- The latest set of Diebold earnings numbers came out on 30 July pre-market.
- Global weakness, especially in Europe and Brazil hurt Diebold.
- The strong dollar will continue to hurt their global business.
- Diebold has a strong long-term outlook, but the near term could be weak.
Diebold (NYSE:DBD) reported 2nd quarter results this morning, beating forecasts for revenue and earnings. The maker of bank ATM machines, security systems, and related equipment had revenue of $733.4 million in the 2nd quarter, surpassing analyst expectations of $711 million. Earnings per share, adjusted for restructuring and non-recurring expenses, were 44 cents per share, compared to analyst forecasts of 40 cents per share.

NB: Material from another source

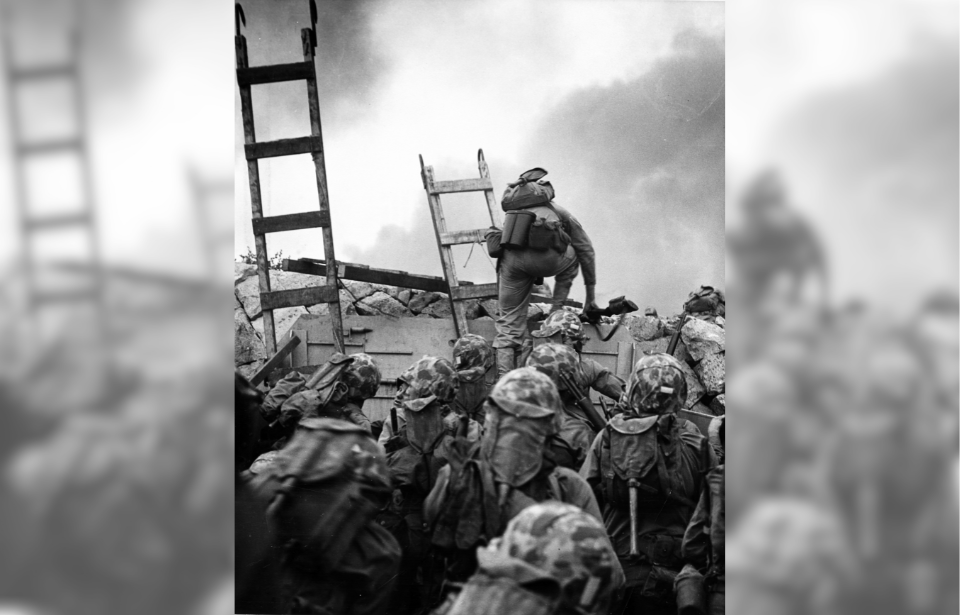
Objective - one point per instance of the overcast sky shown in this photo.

Diebold's revenue was flat compared to the same period last year, which also came in at $733 million. Year-over-year EPS fell for the period. GAAP EPS dropped from 64 cents last quarter to 34 cents per share, and Non-GAAP EPS slid from 47 cents to 44 cents per share. The market's reaction to the announcement was neutral; Diebold stock price hovered near yesterday's price of $33.56 fifteen minutes after the open. Investors seeing the company beat expectations were offset by investors noticing slowing results from last year. GAAP gross margins were up 10 basis points.
The company has reaffirmed guidance for 2015. Earnings per share is expected to be come in at $1.70 - $1.90, down 5%-6% compared to 2014.
Recent news worth noting include cutting expenses through management restructuring. The company announced today that it has eliminated the position of chief operating officer. As a result, George S. Mayes, Jr., executive vice president of global manufacturing, has left the company. Diedbold is moving to a more distributed management model, allowing more decisions to occur at lower levels to better meet customer needs. Other positions have previously been eliminated and apparently more are to come.
Like many U.S. companies with a global market, Diebold is being hurt by the strong dollar. This can be seen in the fact that revenue was flat, but would have increased by 7.8% based on constant currency figures. Weakening in Brazil's currency and the Euro were the main causes of the currency impact on revenue.
This is a textbook example of a company that is steadily growing, but the financial results don't reflect that due to currency fluctuations. The company reported the following in constant currency: Financial self-service revenue growth of 13%, security revenue up 8%, and total revenue up 7.8% as noted above.
The company continues to look for acquisitions that will be smart additions to their business. Last month, German ATM maker Wincor Nixdorf's stock jumped when it was rumored to be in talks about being acquired by Diebold. Their management, however, said they were not interested in being acquired.
The company is attractive with its steady international growth. However, it is not likely to overcome global weakness and currency fluctuations as long as they are present. Diebold stock is down from its 52-week high of $39/share, reflecting the inability of the company to grow over currency issues. The DBD stock has remained in a large sideways range from $25 to $40/share for the past year.
Diebold is an excellent stock for the long-term. However, I don't want to buy the stock at this time. Diebold is a large, growing company, inspite of the fact that it is one of the oldest trading stocks. It will likely be an excellent stock to purchase at some point. But for now, I will avoid the Diebold stock until the situation improves.